Wednesday, October 6, 2010

Retail Stories

Got my Target shopping in Tuesday. No telling how I’ll feel later this week if things don’t go too well for the Yankees at Target Field Wednesday and Thursday nights in their first round playoff games against the Minnesota Twins.

Despite what Gilda might tell you, I’m not a really rabid fan. I don’t get too ballistic when my team loses. I usually get over it in a day or two. There are lots of fans, however, more crazed than I, so I’m wondering, if the Twins beat up on the Yanks, will New York fans take out their frustration and disappointment on Target and boycott its stores? At least until the Twins are eliminated?

Anything’s possible...

As long as we’re on the subject of retailing, some people think the appearance of in-store Christmas decorations signals the arrival of the holiday selling season. To me, the harbinger is the frequency of newspaper, magazine and TV news articles on retailing.

Saturday’s NY Times provided a case in point—a page one article on Macy’s efforts to rev up sales by tailoring assortments to local markets and a front page of the business section story on Toys “R” Us’ plan to revive F.A.O. Schwarz by placing boutiques of the specialty retailer inside the mass market TRU stores.

Macy’s and Toys “R” Us...hmmm. Now, the good people at The Times editorial desk would deny any ulterior motives, but what a coincidence that two of the newspaper’s key advertising clients wound up with mostly flattering articles?

Perhaps I’m being too cynical (it goes with the territory of being a journalist, even a retired journalist). Let’s give The Times the benefit of the doubt that the Chinese wall between editorial and sales still exists with no holes in it and end with a nice retailing story.

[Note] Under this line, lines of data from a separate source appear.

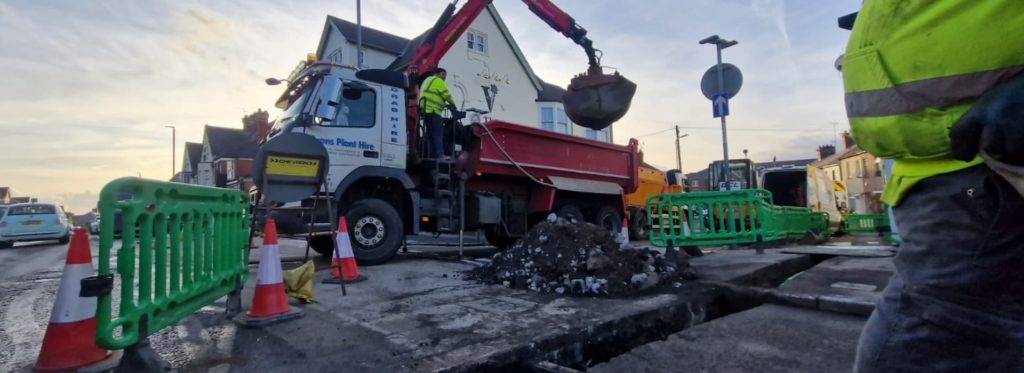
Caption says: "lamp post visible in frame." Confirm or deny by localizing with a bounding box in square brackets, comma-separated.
[700, 35, 739, 191]
[676, 125, 689, 172]
[164, 126, 178, 180]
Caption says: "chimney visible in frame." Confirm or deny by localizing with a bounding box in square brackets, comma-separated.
[242, 109, 270, 142]
[841, 132, 856, 149]
[818, 146, 836, 161]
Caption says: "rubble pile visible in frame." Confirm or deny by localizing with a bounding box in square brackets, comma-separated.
[469, 219, 693, 296]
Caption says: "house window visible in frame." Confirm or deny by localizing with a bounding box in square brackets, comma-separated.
[466, 30, 487, 54]
[555, 108, 569, 134]
[587, 128, 610, 142]
[541, 107, 569, 134]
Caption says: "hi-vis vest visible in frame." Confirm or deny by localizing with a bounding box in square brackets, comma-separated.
[843, 0, 1024, 205]
[420, 75, 454, 114]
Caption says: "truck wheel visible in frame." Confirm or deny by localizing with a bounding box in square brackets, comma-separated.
[630, 210, 647, 240]
[555, 205, 586, 222]
[345, 198, 406, 265]
[306, 235, 334, 257]
[591, 206, 623, 233]
[483, 226, 518, 250]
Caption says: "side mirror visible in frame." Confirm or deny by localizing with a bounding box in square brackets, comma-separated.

The other day I needed a replacement knob for a floor lamp. I walked into a local lighting store, the type that looks and feels like an old hardware store where they are more attuned to repairs than to selling new throwaway lights. Sitting at a table was an elderly gentleman I recognized as the proprietor. He was wearing a travel photographer’s vest, you know, the type with multiple pockets in front and back. I told him what I needed, he said, “OK.” He reached into one of his vest pockets and fished out a knob. When I asked what else he had in there, he said, “Everything. No charge.” Now that’s what I call service. I left the store smiling.